One of the main differences between a data scientist and a data engineer has to do with ETL versus DAD:

  • ETL (Extract/Load/Transform) is for data engineers, or sometimes data architects or database administrators (DBA).
  • DAD (Discover/Access /Distill) is for data scientists.

Data engineers tend to focus on software engineering, data base design, production code, and making sure data is flowing smoothly between source (where it is collected) and destination (where it is extracted and processed, with statistical summaries and output produced by data science algorithms, eventually moved back to the source or elsewhere). Data scientists, while they need to understand this data flow (and how it is optimized, especially when working with Hadoop) don’t actually optimize the data flow itself, but rather the data processing step: extracting value from data. But they work with engineers and business people to define the metrics, design data collecting schemes and make sure data science processes integrate efficiently with the enterprise data systems (storage, data flow). This is especially true for data scientists working in small companies, and a reason why data scientists should be able to write code (more and more, Python) re-usable by engineers.

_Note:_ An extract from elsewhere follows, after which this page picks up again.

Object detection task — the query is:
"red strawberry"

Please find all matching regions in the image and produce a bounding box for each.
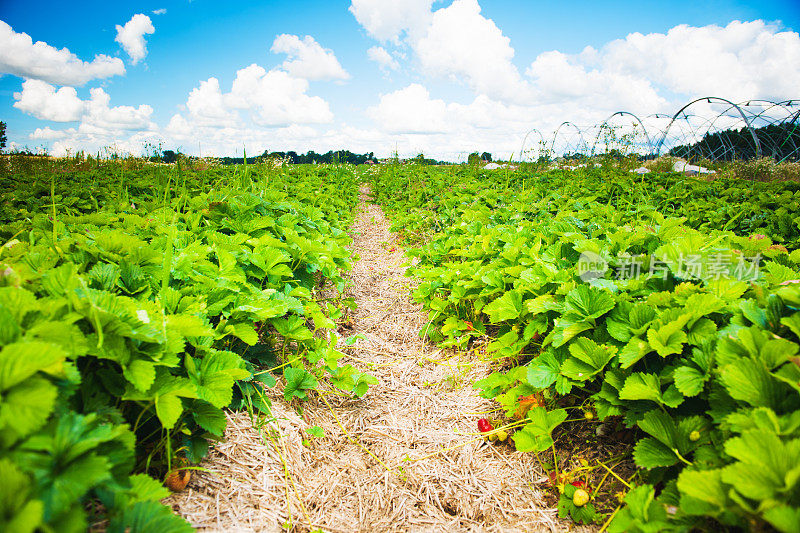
[477,418,494,433]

Sometimes data engineers do DAD, and sometimes data scientists do ETL, but it's not common, and when they do it's  usually internal. For example, the data engineer may do a bit of statistical analysis to optimize some database processes, or the data scientist may do a bit of database management to manage a small, local, private database of summarized information.

DAD is comprised of:

  • Discover: Find, identify the sources of good data, and the metrics. Sometimes request the data to be created (work with data engineers and business analysts).
  • Access: Access the data. Sometimes via an API, a web crawler, an Internet download, a database access or sometimes in-memory within a database.
  • Distill: Extract essence from data, the stuff that leads to decisions, increased ROI, and actions (such as determining optimum bid prices in an automated bidding system). It involves
  • Exploring the data (creating a data dictionary and exploratory analysis)
  • Cleaning (removing impurities)
  • Refining (data summarization, sometimes multiple layers of summarization or hierarchical summarization)
  • Analyzing: statistical analyses (sometimes including stuff like experimental design that can take place even before the Access stage), both automated and manual. Might or might not require statistical modeling
  • Presenting results or integrating results in some automated process

Data science is at the intersection of computer science, business engineering, statistics, data mining, machine learning, operations research, six sigma, automation, and domain expertise. It brings together a number of techniques, processes, and methodologies from different fields, together with business vision and action. Data science is about bridging the different components that contribute to business optimization at large, and eliminating the silos that slow down business efficiency. It has its own unique core, too, including (for instance) the following topics discussed in my book (listed in the “related articles” section):

  • Clustering and taxonomy creation  for large datasets (chapter 2 and 4)
  • Internet topology (chapter 4)
  • Model-free confidence intervals (chapter 5)
  • Analytics as a Service, API’s (chapter 5)
  • Hadoop / Map-Reduce (chapter 5)
  • Fast feature selection (chapter 6)
  • Predictive power of a feature (chapter 6)
  • Advanced visualizations (chapter 4)
  • The curse of big data (chapter 2)
  • What Map-Reduce can't do (chapter 2)
  • Keyword correlations in big data (chapter 4)
  • Eleven features any database, SQL, or NoSQL should have (chapter 4)
  • Correlation and R-squared for big data (chapter 4)
  • Statistical modeling without models (chapter 4)
  • Linear regression on an usual domain, hyperplane, sphere, or simplex (chapter 1)

Caveat:

Some employers are looking for Java or database developers with strong statistical knowledge. These professionals are very rare, so instead the employers sometimes try to hire a data scientist, hoping he/she is strong in developing production code. If you don’t have that level of Java or database expertise, it can be a waste of time to attend these interviews. You should ask upfront if the position to be filled is a Java developer with statistics knowledge, or a statistician with strong Java skills, during your phone interview, though sometimes the hiring manager is unsure what he really wants, and you might be able to convince him to hire a guy like you if you tell the added value that you expertise brings. It is easier for an employer to get a Java software engineer to learn statistics (especially using this book as training material) than the other way around. 

Related articles

Views: 15495

Comment

You need to be a member of Data Science Central to add comments!

Join Data Science Central

Comment by Qingbo Zheng on November 17, 2014 at 7:21pm

data scientists need to put back on their lab coats, drill into mathematical models and invent the next-generation k-mean clustering for data engineers to use. there is a big mislabeling of job titles nowadays. the majority of data scientists work nowadays is truly data engineering. so Dr. data scientists, stop taking data engineers' jobs. 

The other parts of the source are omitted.